Mounting the dummy is really a personal thing. To make it easier to mount, put a piece of wood 2 by 4 inside the dummy's body and when you drill through the dummy, the screws will have something to screw into. 
Look around on the internet to find different ideas on how to mount it.


----------



## Katsu Jin Ken (Jul 28, 2004)

also, what city are you in?


----------



## bart (Jul 29, 2004)

Hello,

If you study on your own, the chances are pretty good that you will miss most of the point of Wing Chun. There are several good instructors who have distance learning programs. You will have to make the trip to begin learning, but it will make all of the difference. The program usally involves you going and studying with them for a few days each year and then you working on what they give you with a study group. Wing Chun is a partner based style and you need other people to work out with. Solo training is just a small part of the whole. Really, I suggest seeking out a distance program.

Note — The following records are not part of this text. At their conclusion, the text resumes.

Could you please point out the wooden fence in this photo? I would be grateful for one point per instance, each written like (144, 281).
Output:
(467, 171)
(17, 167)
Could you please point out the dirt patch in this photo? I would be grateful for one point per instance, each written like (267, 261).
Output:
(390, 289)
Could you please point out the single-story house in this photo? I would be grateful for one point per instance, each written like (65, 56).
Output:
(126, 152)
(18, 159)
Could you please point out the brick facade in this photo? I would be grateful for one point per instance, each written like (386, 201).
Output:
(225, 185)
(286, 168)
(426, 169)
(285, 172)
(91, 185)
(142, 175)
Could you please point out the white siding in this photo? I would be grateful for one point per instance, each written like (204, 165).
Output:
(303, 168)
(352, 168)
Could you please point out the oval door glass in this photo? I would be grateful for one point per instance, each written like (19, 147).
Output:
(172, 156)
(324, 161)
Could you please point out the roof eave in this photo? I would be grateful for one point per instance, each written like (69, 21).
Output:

Emin Boztepe, William Cheung, Leung Ting, and others have had great success with their programs.


----------



## Katsu Jin Ken (Jul 29, 2004)

Eddie Chong, if he has a distance program do that.  He is the best IMO, plus he teaches Bak Mei (white eyebrow) as well.  Im learning his system of WC, i think its Pan Man and Yip Man lineage, not for sure, lineage mean nothing to me.


----------



## spatulahunter (Jul 31, 2004)

Katsu Jin Ken said:
			
		

> That being said, here are some plans for making a mook jong out of PVC pipe.  Not indestructable but it holds up pretty well for the most part.
> [/font]



take his word for it, these work really well for an at home dummy and they dont cost much to make, i think we paid a total of 60 dollars to build one and weve been using it for over a year


----------



## brothershaw (Aug 28, 2004)

Wing chun is definitely a style where even if you had a partner to work with it would be hard for you to get it from books and video, because they cant teach you how certain things are supposed to feel, and you would have to be extremely lucky to pick it up or figure it out on your own. That being said there are other styles where with a partner you would be much easier to self teach yourself to a degree, because they are more just about mechanics, and movements to be learned (very generally speaking).

As a side bar - looking at things in magazines can also be misleading because to an unfamiliar eye they might as well be doing karate. There is so much a still picture  can not convey.


----------